Marianna in the House of Bluebeard: Tropes of Female Authorship in Absolute Amnesia.
Absolute Amnesia (1995) is a book that has evoked many discussions in Polish literature after 1989, of both a critical (about menstrual/women’s literature and the processes of canon formation) and a political nature (related to the questioning of the significance of the Romantic heritage of the past). In my presentation, I would like to show these mutual relations between text and its literary context, reading Marianna – the main character of the novel - as a figure of female authorship.
As Izabela Filipiak writes in her well-known essay Literatura monstrualna, the situation of the woman writer within the canon is comparable to that of Bluebeard’s young wife when she enters her husband’s castle. Unlike in the fairy tale however, the woman writer does not allow herself to break the ban and cross the threshold of the Bloody Chamber. Is it because of the ‘anxiety of authorship’ - this female malady of a specific nature well-described in feminist criticism? Can she walk out of Bluebeard’s house?
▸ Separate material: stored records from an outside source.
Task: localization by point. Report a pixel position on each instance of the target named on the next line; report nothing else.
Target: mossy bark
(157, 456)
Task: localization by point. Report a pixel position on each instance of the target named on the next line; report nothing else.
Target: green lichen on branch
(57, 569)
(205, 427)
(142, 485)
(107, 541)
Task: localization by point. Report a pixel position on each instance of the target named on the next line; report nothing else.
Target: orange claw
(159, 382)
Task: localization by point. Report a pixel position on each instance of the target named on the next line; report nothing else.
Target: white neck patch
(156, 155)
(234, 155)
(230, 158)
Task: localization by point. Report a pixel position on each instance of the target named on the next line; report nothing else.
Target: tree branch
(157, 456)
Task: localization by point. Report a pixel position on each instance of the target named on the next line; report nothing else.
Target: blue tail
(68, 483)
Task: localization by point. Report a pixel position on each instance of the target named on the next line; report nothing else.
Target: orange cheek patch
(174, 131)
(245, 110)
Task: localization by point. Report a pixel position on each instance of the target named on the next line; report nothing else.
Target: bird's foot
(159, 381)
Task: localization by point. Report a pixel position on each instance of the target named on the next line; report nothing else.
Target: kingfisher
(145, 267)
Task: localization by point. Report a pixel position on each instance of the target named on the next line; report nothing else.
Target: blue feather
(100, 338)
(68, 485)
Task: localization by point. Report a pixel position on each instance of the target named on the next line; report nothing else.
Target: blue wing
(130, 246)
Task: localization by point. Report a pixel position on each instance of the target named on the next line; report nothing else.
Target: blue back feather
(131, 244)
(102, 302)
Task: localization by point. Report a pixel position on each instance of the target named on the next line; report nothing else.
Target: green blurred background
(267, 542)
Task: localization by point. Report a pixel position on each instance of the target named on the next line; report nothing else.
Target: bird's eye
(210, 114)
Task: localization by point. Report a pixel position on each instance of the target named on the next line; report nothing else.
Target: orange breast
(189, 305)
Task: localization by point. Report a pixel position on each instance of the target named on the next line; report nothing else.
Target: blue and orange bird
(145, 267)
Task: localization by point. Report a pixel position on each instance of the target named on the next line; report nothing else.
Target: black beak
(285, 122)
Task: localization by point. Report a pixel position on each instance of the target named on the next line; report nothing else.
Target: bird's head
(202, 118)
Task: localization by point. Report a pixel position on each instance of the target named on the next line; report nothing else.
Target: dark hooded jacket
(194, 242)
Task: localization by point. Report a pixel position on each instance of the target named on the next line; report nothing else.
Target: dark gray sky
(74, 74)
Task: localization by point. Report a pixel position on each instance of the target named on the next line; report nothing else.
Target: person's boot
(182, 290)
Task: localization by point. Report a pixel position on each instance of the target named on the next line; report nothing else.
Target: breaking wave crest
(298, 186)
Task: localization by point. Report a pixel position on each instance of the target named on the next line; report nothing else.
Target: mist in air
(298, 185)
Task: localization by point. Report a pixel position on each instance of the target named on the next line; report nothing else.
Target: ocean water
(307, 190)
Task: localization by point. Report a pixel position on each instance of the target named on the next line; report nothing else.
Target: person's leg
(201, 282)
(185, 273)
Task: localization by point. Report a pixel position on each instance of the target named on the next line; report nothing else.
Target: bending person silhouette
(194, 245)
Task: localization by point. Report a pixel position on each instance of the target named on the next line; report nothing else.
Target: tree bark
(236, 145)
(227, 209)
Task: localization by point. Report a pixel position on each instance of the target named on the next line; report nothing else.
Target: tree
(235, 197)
Absolute amnesia contains tropes of both possible and impossible female authorship and thus displays various strategies of a writing woman’s experiences within the framework of the canonical tradition and outside of it. The language of family metaphors – mother (and grandmother), father, daughter and son figures – used by Filipiak to confront the writer with tradition (and the past), reveals that the matter of sexual difference stands at the very centre of the discourse of canonicity.